IPF is a severe and irreversibly progressive lung disease marked by acute exacerbations or flares. Although IPF’s etiology is unknown, in the last few decades IPF patients have received steroids and other immunosuppressants (especially azathioprine) as a treatment; however, there are no studies proving the effectiveness of these drugs in IPF flares, and some studies actually suggest they may cause harm.

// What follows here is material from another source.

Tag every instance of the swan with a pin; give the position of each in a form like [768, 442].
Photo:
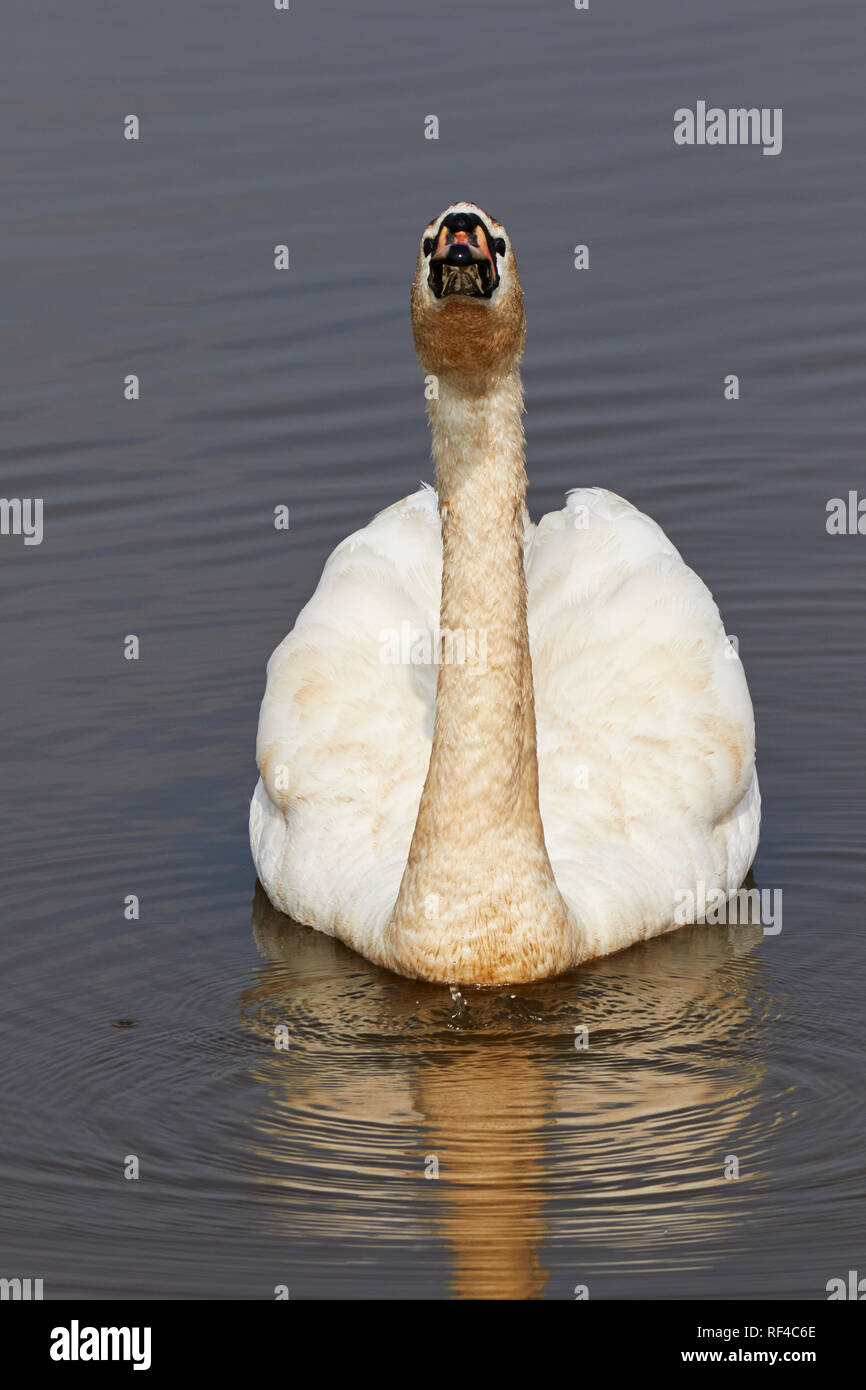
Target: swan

A group of clinicians investigated whether a history of previous immunosuppression together with the administration of high-dose steroids adversely affected the outcome of IPF acute exacerbations. To this end, the team studied all patients with a diagnosis of pulmonary fibrosis admitted to Attikon University Hospital in Athens, Greece, from January 2007 to June 2013. The team identified the cases of IPF and, within these, selected patients with IPF acute exacerbations (according to the IPF Clinical Research Networks Investigators consensus), recognized by an IPF diagnosis, unexplained worsening or development of dyspnea (shortness of breath) within 30 days, new lung infiltrates, and no identifiable or treatable cause of lung injury.
The patients were immediately submitted to a “new” protocol consisting of an immediate termination of immunosuppression therapy (in the cases where it was being administered), improved supportive care (including continuous monitoring of the patient, oxygen supplementation, painkillers, and anti-febrile medications), administration of broad spectrum antimicrobials (drugs that act against a wide range of disease-causing bacteria), and a close evaluation to detect reversible causes of deterioration. All patients continued to be followed after discharge, and immunosuppression therapy was not administered even post-discharge.
In total, out of the 85 IPF admissions, 24 fulfilled the IPF acute exacerbations criteria (28%). While only 27.3% of the patients previously treated by immunosuppression survived, the survival rate increased to 50% in the group not receiving immunosuppression. The clinicians concluded that “immunosuppression significantly and adversely” influences survival, with patients who were never treated with immunosuppressants responding better to the new protocol and achieving higher survival rates. Moreover, after discharge, IPF acute exacerbations patients in the never-treated group had a one-year survival rate of 83%.
The clinicians highlighted that with their new protocol half of the patients with IPF acute exacerbations survived, and that a history of immunosuppression impairs survival. Moreover, withholding high-dose steroid and substituting it with broad-spectrum antimicrobials seems to benefit survival in IPF acute exacerbation patients.